Hoja suelta de opinión del profesor Gilberto Loaiza Cano. Licenciado en Filología, Master en Historia y Doctor en Sociología. Profesor titular del Departamento de Filosofía, Universidad del Valle. Premio Ciencias Sociales y Humanas, Fundación Alejandro Ángel Escobar, 2012. Línea de investigación: Historia intelectual de Colombia.

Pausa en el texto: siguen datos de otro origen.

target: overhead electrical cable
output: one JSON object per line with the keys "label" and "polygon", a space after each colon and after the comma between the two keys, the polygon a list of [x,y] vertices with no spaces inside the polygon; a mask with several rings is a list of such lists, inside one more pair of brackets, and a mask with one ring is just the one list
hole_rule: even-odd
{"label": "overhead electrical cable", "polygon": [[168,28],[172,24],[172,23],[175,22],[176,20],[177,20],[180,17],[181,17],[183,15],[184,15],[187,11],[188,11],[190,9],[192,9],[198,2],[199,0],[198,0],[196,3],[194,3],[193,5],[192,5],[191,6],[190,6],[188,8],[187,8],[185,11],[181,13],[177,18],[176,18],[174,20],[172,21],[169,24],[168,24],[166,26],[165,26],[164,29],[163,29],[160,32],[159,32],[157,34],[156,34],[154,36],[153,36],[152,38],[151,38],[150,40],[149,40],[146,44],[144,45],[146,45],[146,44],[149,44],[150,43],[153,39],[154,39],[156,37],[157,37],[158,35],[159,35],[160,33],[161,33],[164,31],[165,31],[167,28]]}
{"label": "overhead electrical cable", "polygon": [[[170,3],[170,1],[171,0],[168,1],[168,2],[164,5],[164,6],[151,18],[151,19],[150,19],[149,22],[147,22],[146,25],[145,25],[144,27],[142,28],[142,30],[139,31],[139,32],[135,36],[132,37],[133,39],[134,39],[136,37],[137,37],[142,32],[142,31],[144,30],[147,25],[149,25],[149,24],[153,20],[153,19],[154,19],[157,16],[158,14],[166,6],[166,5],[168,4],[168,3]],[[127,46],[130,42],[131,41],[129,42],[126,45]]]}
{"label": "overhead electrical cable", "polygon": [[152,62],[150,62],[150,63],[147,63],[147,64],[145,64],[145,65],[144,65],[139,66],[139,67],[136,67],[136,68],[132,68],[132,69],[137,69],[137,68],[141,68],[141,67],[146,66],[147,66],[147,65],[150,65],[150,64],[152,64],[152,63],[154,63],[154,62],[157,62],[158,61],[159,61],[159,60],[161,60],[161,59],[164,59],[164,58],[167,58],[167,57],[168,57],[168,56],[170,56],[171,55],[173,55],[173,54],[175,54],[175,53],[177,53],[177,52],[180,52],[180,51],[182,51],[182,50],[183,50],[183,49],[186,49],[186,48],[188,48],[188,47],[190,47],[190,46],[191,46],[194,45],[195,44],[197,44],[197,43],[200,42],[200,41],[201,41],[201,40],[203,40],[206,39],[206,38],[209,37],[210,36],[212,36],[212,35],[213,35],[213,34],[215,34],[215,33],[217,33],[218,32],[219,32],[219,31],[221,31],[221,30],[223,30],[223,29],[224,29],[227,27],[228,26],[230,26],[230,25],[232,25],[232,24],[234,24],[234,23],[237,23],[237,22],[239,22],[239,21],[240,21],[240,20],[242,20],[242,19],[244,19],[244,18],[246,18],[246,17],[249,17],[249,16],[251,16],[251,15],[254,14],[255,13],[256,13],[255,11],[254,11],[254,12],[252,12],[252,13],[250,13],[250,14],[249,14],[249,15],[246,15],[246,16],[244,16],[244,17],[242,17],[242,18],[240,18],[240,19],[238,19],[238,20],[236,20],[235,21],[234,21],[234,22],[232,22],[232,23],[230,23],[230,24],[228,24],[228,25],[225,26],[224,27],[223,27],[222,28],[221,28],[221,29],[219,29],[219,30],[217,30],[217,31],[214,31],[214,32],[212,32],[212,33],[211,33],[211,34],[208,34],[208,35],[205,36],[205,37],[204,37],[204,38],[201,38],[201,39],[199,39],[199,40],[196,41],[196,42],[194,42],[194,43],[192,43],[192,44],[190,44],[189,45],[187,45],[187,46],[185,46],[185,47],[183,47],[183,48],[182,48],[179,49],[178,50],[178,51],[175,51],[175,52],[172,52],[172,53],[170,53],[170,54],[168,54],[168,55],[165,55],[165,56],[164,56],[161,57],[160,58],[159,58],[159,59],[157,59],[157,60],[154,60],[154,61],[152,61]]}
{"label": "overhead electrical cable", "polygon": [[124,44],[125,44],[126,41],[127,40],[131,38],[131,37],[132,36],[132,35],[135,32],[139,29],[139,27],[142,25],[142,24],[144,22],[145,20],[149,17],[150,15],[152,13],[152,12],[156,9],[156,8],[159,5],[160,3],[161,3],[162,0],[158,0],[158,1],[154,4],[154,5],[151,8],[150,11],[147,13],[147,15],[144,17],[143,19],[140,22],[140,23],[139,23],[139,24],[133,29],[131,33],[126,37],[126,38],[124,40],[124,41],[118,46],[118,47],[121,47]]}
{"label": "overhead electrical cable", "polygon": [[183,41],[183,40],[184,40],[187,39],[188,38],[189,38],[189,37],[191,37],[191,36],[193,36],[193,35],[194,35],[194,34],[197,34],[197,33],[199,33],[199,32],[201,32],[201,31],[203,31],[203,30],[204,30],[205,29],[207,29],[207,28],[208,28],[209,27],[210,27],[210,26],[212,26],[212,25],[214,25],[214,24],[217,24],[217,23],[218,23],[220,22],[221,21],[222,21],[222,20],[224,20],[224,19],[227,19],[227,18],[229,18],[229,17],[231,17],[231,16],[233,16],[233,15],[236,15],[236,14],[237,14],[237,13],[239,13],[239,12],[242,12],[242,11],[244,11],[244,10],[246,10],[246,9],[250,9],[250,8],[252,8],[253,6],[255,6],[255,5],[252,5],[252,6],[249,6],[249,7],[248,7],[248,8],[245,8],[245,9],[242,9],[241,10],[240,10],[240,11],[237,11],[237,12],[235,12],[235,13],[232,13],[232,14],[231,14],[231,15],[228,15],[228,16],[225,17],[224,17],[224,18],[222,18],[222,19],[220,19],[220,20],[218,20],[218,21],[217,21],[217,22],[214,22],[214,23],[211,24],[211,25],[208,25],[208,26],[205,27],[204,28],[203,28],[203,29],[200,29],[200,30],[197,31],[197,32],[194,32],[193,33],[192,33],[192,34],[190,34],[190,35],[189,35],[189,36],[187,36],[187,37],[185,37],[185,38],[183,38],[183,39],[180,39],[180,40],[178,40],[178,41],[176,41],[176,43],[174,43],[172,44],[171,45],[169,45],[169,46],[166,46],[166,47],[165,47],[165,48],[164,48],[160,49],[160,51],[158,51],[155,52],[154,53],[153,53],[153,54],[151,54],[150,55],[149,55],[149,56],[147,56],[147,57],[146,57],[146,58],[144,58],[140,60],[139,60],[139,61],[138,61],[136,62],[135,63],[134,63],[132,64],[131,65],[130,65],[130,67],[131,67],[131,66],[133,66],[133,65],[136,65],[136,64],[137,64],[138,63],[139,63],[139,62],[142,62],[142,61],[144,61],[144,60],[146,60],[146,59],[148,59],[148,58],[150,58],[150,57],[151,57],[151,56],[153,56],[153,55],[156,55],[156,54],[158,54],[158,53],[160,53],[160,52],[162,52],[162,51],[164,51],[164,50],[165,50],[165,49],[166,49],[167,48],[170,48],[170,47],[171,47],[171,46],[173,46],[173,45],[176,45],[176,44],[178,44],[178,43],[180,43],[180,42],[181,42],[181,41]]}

domingo, 30 de septiembre de 2012

Pintado en la Pared No. 77


La nación inventada

(Entre Manuela y María, la novela de la nación).
 
 PARTE I
INTRODUCCIÓN


Nadie pone en duda hoy que María (1867) se impuso como el canon de la novela nacional en la Colombia de la segunda mitad del siglo XIX; tampoco cuestionamos la relativa calidad intrínseca del relato ni el éxito editorial que tuvo en América latina. Fue una novela bella y popular, dos adjetivos que, en apariencia, son incuestionables. Sin embargo, se ha hecho poco examen de las condiciones políticas y culturales que hicieron posible que María existiera y se impusiera sobre otras novelas. Las condiciones que propiciaron su éxito y evitaron que otras novelas gozaran de los mismos honores publicitarios son poco conocidas y, en consecuencia, parecen excluidas o innecesarias para cualquier valoración acerca de cómo una obra y un autor adquirieron una notoriedad y, sobre todo, cómo logró imponerse como el modelo de literatura de ficción que podía condensar un ideal de orden republicano en Colombia. Y al mismo tiempo que ignoramos las condiciones de enunciación que hicieron posible María, desconocemos las condiciones que impidieron que la novela Manuela (1858), escrita y parcialmente publicada una década antes que María, no hubiese gozado de los privilegios de circulación masiva que tuvo la novela de Jorge Isaacs. La novela de Eugenio Díaz Castro fue recibida, al inicio, con entusiasmo por quienes ostentaban la calidad de “jueces en materia literaria” y hasta sirvió de buen pretexto para fundar el primer gran periódico literario del siglo XIX, en 1858, El Mosaico; pero pronto la novela dejó de ser publicada por entregas, llegó hasta el octavo capítulo, y quedó guardada por tres décadas hasta que por fin, en 1889, fue publicada como libro en París por la Librería Garnier.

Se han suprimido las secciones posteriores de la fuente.